While our program continues to be solid, international volunteerism has been criticized over the last few years, often with good reason. Google “voluntourism” and you will find a laundry list of critical articles and opinions. You may have seen the “How to Get More Likes on Social Media” video created by Radi-Aid, and Barbie Savior, an Instagram parody account about volunteering in Africa. The majority of the criticism in most of the articles is based on foreigners disregarding local talent, local customs, and adopting a “savior” mentality towards those they serve. 

As an international Volunteer program, we are always looking to improve, and to check our work against ethical international development practices. We have more to learn, but I want to share some of our guidelines and thinking about the role of international volunteers at NPH, and why I believe NPH is a solid organization in terms of international service:

We require volunteers to serve for a year. That allows time for volunteers to form healthy relationships with the kids and the staff, and gives volunteers the opportunity really experience and understand the NPH mission. Most NPH volunteers stay involved far beyond their year. They return to NPH
for the celebration of sacraments, for graduations, and weddings; they keep in touch with the children they served. In addition, many of them remain involved with NPH USA on an Associate Board, as sponsors, with volunteer recruitment, or at special events.  

Volunteers do not replace local staff. Volunteers enhance the lives of the children at NPH by providing services and support that are hard to find in Latin America. Volunteers do not replace staff, but instead work alongside local staff.  

Volunteers work in areas in which they have received training and education. We do not believe that just because you speak English you can teach English, nor should you be medicating children unless you are an MD, or providing therapies unless you are a certified therapist.

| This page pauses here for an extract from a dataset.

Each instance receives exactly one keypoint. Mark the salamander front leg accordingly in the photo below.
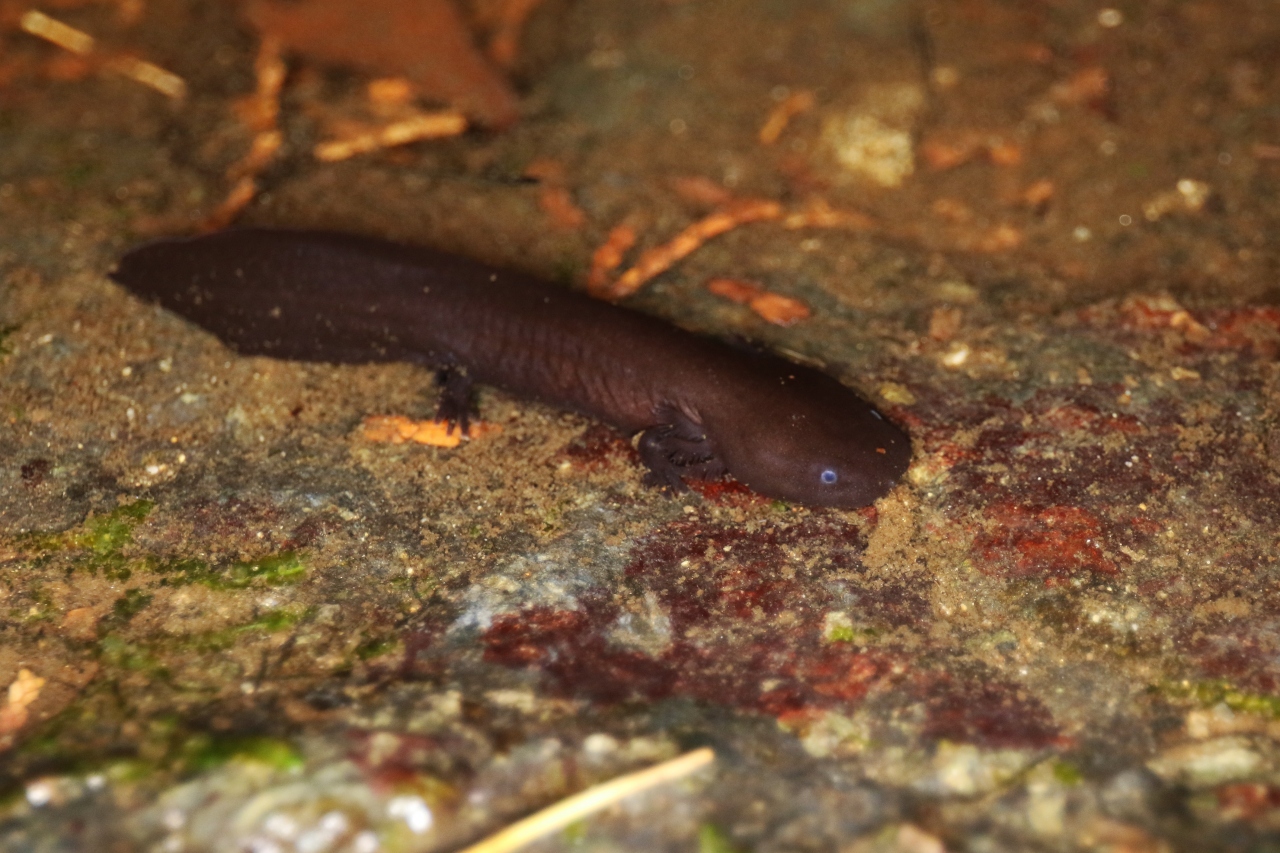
(672, 452)
(455, 405)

For the most part, trained volunteer teachers
are in our classrooms (and not teaching core subjects; mostly ESL, working as classroom assistants and sometimes PE); licensed volunteer nurses are in our clinics; licensed volunteer Speech Language Pathologists, Occupational Therapists, Physical Therapists, and Art Therapists provide services. Many recent college graduates who have valuable previous experience working with kids serve in tutoring, in administrative roles, or offering programming like youth empowerment or youth ministry. We try to match a volunteer’s strengths and skills with NPH’s needs.

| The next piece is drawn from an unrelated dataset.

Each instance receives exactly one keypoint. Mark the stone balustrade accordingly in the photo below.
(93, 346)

We do not require that volunteers pay to serve. NPH does not view volunteers as a source of revenue. Instead, NPH provides volunteers a stipend, room and board, and access to basic medical care. NPH USA covers the cost of medical insurance in case of hospitalization or evacuation. Volunteers do have some costs: they must cover their airfare, and any language classes
they may need.

We prepare our volunteers in the areas of intercultural communication and an immersion in partnership based service. Our volunteers all complete the Impact Abroad Toolkit, created by Serve Smart
It’s an online interactive course that dives deeply into exploring and coaching on partnership based (rather than charity based) service. Most of our volunteers also take the Intercultural Effectiveness Survey, “an instrument used by profit and non-profit organizations, including companies, government agencies and educational institutions. It was developed specifically to evaluate the competencies critical to interacting effectively with people who are from different cultures.”

NPH provides volunteers with guidelines about using photos, and sharing their experience online. NPH holds the dignity of the children central in their Child Media Policy. During orientation, volunteers are trained on the country specific policies about posting photos of children living at NPH. Volunteers are asked to share their blogs, and when necessary (rarely!) we do ask volunteers to edit content
to adjust or remove a photo or change some wording.  

We welcome any discussion about our International Volunteer Program, and invite you to celebrate the accomplishments of our talented International Volunteers. Their passion, dedication, and love for NPH is inspiring to us all!